The impact of the Middle East aviation sector's achievements to date and its plans for the future have sent shockwaves to all corners of the global industry.
One of the major challenges of this dramatic growth has been the ability to attract and, more importantly, retain the right numbers of appropriately skilled people. The war for talent has affected all employees, but especially highly-skilled personnel like pilots and engineers.
As the world's commercial fleet expands to more than 39,500 aircraft over the next 20 years, the latest forecasts estimate airlines will need to collectively add approximately 460,000 pilots and 650,000 maintenance technicians, both to operate and maintain new planes as well as to replace personnel set to retire during that period.

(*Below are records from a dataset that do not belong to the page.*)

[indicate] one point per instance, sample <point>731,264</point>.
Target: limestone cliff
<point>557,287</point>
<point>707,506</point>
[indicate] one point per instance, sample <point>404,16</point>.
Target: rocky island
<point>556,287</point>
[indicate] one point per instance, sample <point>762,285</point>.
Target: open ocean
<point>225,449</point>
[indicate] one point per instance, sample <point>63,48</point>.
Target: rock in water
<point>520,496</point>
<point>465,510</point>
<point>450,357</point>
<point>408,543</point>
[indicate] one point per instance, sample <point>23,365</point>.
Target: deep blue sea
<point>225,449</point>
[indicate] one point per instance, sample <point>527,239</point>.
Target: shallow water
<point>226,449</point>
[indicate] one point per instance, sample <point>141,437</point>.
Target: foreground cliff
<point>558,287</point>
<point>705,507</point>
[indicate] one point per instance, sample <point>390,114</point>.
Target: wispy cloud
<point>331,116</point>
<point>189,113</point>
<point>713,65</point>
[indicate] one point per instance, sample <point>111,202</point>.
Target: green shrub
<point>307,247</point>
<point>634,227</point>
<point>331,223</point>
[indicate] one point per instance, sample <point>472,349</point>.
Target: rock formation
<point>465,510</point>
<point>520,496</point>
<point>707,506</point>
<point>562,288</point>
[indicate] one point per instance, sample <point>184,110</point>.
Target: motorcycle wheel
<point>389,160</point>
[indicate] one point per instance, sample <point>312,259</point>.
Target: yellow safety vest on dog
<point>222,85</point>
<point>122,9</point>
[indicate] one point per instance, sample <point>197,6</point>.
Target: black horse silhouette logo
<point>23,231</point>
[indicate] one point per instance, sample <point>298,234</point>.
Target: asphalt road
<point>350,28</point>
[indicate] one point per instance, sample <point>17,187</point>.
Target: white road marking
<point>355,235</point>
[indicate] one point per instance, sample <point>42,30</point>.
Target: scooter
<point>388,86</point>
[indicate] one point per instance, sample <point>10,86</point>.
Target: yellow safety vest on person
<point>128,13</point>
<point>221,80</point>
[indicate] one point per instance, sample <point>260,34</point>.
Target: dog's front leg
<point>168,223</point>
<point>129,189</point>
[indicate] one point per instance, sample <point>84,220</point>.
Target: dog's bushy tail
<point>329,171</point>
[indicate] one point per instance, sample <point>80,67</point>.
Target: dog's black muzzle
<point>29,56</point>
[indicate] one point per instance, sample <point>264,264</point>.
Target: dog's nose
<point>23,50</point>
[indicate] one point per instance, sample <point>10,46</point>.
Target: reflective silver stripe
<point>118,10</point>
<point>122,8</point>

The scarcity of qualified personnel is much higher in the region as it has the one of the fastest growing aviation sectors in the world. Despite issues that affected the region's aviation sector in the first quarter of 2011, IATA forecasts nearly 15 per cent growth in regional traffic in 2011 over 2010.
The prospects closer to home are even more encouraging. By 2020, Dubai's aviation sector alone could create nearly 400,000 new jobs. Demand for people is mainly driven by the aggressive capacity expansion in terms of orders, infrastructure, new airports and new routes.
The region is also becoming a key travel hub and a popular tourist destination, fuelling the rise in air travel. This major expansion, however, raises questions about how the talent shortage will be bridged.
Technical aviation skills are not easily or quickly transferable, and therefore airlines compete for more or less the same pool of talent. Looking at the rapid pace the Middle East airlines are moving at, this is a challenge they need to come to terms with quickly and adopt a varied and comprehensive approach that addresses different issues simultaneously.
The Middle East aviation industry recruits skilled staff from international (and more mature) aviation markets such as Australia, UK and Europe, North America, and Asia to bridge the gap caused by capacity expansion. The fast-paced growth in the region affords them financial muscle that makes airlines here attractive employers.
To a certain extent, the growth in the regional industry and decline elsewhere in the world has helped the Middle East pick up talent. However, the slowdown in airlines elsewhere around the world has mostly affected cabin crew, back office and commercial operations staff as opposed to pilots and technically skilled staff.
A method that can be used by industry players to retain and attract skilled personnel is to have trainers pass on their knowledge to staff.
Source: Toby Stoke, Gulf News
Gravity always wins!
Rolls Royce (automotive) released a similar stated to the press at the beginning of the year. They also claim that their will be a shortage of skilled workers in the future.